Joseph s'asseyait au pied du lit, regardait sa sœur avec des yeux qui caressaient, et voulait causer. Mais elle l'interrompait:
—Tu sais, mon Joseph, il ne faut pas lui en vouloir à lui. Ce n'est pas un mauvais homme au fond. Quand je ne serai plus là, mon pauvre petit, il faudra le faire relâcher. Tu me le promets? Je ne veux pas le voir. Ça ferait encore des histoires. Mais quand il saura que je n'y suis plus, je parie qu'il réfléchira, tout fou qu'il est. Et puis, voilà une chose que je voudrais... Sa montre est au Mont-de-Piété,—sa montre en argent. Il y a joliment longtemps. Ce qu'elle me coûte, je ne le sais même pas. J'ai toujours renouvelé les reconnaissances. Cette pauvre montre! Il l'avait le jour de nos noces. Le soir, aux Barreaux Verts, pendant le repas, il la regardait, il la regardait... Après ça, qui te répond qu'il ne m'aimait pas? Je n'ai peut-être pas su le prendre. Je me suis toujours dit: Rien ne serait arrivé, rien, si nous avions eu un enfant.

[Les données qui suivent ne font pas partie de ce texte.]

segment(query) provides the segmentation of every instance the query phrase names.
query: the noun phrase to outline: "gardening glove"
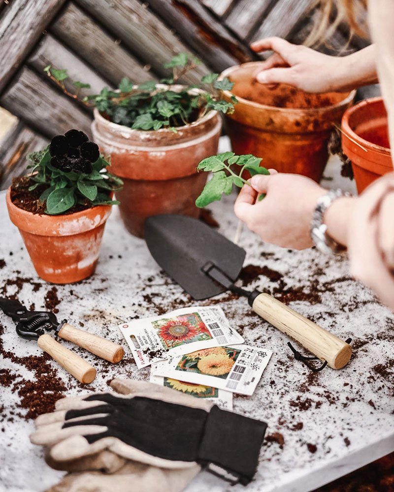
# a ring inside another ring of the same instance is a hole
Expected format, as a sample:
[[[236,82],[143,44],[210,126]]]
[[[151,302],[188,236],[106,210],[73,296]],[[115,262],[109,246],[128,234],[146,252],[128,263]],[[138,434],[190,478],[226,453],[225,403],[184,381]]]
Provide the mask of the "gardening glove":
[[[108,449],[167,468],[196,462],[233,483],[255,474],[266,424],[143,381],[115,379],[118,393],[65,398],[40,416],[31,436],[56,461]]]
[[[181,492],[199,470],[197,464],[168,469],[129,461],[109,475],[98,471],[69,473],[46,492],[152,492],[158,489]]]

Elle revenait toujours à cette idée:—Tu dégageras la montre?
Joseph promettait.
—Tu la lui porteras, quand tu auras retiré la plainte, tu lui diras bien que je ne lui en veux pas, que je suis partie en oubliant tout. N'est-ce pas, Joseph? Ou, si ça ne peut pas s'arrêter, ne le charge pas trop, va. Il ne me fera plus de mal.
Et Joseph, suffoqué, se levait et allait fumer une cigarette sur le palier, pendant que les larmes lui coulaient sur les joues. Il savait bien, il voyait bien qu'elle allait mourir.
—C'est le premier chagrin, songeait-il, qu'elle aura fait à ceux qu'elle aime!
Un soir, Cachemire rentrait du théâtre, au bras de M. Léon de Bruand.
On lui remit une lettre.
Elle n'était pas signée. Mais c'était Joseph qui l'avait écrite. Elle reconnut l'écriture.